Stroke is one of the most common causes of death and disability worldwide. The physiological process of recovery after stroke is still not fully understood. On positron emission tomography (PET), one of the methods used to image this process, ipsilesional activation is associated with a favorable prognosis in terms of the recovery of motor functions.[1]
In the recent past, a radioligand named 11C-UCB-J, which binds to synaptic vesicle protein 2A (SV2A) located at presynaptic terminals, has been developed for detecting synaptic density in PET imaging. This radioligand reflects the structural correlation of synaptic function. Therefore, the changes observed with 11C-UCB-J are independent of neuronal activation.
In their articles published in Annals of Neurology in 2023, Michiels et al.[2] visualized the changes in synaptic density during the recovery phase after ischemic stroke with the help of 11C-UCB-J PET/magnetic resonance imaging (MRI). For this purpose, changes in ischemic lesions, peri-ischemic areas, and unaffected ipsilesional and contralesional gray matter were examined using 11C-UCB-J PET/MRI in 13 patients who suffered ischemic strokes at one and six months after the stroke. Additionally, the phenomenon of crossed cerebellar diaschisis was investigated. Lastly, brain regions potentially affecting upper extremity motor recovery during the poststroke recovery process were identified, and the change in relative standardized uptake value ratio (ΔSUVR) compared to the centrum semiovale was examined with 11C-UCB-J.

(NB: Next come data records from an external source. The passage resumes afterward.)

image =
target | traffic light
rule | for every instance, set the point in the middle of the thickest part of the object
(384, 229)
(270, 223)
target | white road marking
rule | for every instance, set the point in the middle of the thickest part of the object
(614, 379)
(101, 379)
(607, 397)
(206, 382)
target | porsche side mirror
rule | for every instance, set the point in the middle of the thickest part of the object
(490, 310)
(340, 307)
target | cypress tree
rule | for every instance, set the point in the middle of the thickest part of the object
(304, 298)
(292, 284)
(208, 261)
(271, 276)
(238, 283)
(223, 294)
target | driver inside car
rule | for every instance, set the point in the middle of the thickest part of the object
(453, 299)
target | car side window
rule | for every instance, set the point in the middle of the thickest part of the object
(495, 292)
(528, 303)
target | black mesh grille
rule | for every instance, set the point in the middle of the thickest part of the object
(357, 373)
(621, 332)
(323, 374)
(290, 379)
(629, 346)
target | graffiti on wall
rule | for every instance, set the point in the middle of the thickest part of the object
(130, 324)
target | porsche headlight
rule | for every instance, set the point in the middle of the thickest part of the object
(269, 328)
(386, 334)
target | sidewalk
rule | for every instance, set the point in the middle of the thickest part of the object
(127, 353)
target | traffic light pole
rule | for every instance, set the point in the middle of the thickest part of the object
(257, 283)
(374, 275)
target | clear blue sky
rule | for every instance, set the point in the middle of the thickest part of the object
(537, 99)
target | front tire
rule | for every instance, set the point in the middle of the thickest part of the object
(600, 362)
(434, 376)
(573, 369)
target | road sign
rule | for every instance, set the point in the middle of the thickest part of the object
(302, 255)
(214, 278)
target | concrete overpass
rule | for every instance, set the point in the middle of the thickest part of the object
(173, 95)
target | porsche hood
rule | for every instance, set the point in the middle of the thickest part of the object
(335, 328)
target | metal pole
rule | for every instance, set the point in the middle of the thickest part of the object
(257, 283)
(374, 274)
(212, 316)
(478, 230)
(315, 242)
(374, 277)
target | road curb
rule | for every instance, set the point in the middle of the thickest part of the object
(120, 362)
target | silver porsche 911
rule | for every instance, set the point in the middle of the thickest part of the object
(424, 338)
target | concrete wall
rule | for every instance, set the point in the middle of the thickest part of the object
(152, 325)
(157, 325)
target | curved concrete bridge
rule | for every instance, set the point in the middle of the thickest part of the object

In the study, a decrease in 11C-UCB-J SUVR was observed six months after ischemic stroke in the lesion (ΔSUVR=–1.0, p<0.01) and in the peri-ischemic region (ΔSUVR=–0.31, p=0.02). Additionally, crossed cerebellar diaschisis was detected in 85% of the patients at six months. Contrary to the literature, Michiels et al.[2] did not observe an increase in radioligand uptake in areas thought to be associated with motor recovery. Instead, a significant decrease was found in the ipsilesional supplementary motor area (ΔSUVR=–0.83, p=0.04).
In conclusion, contrary to general belief, this study found that synaptic density further decreased in the ischemic lesion and peri-ischemic area six months after a stroke. The demonstration that there is no increase in synaptic density in regions thought to be associated with motor recovery is an important finding. However, the limitations of this study include the small number of patients, the heterogeneous nature of the patient population, and the lack of dynamic imaging in the subacute phase.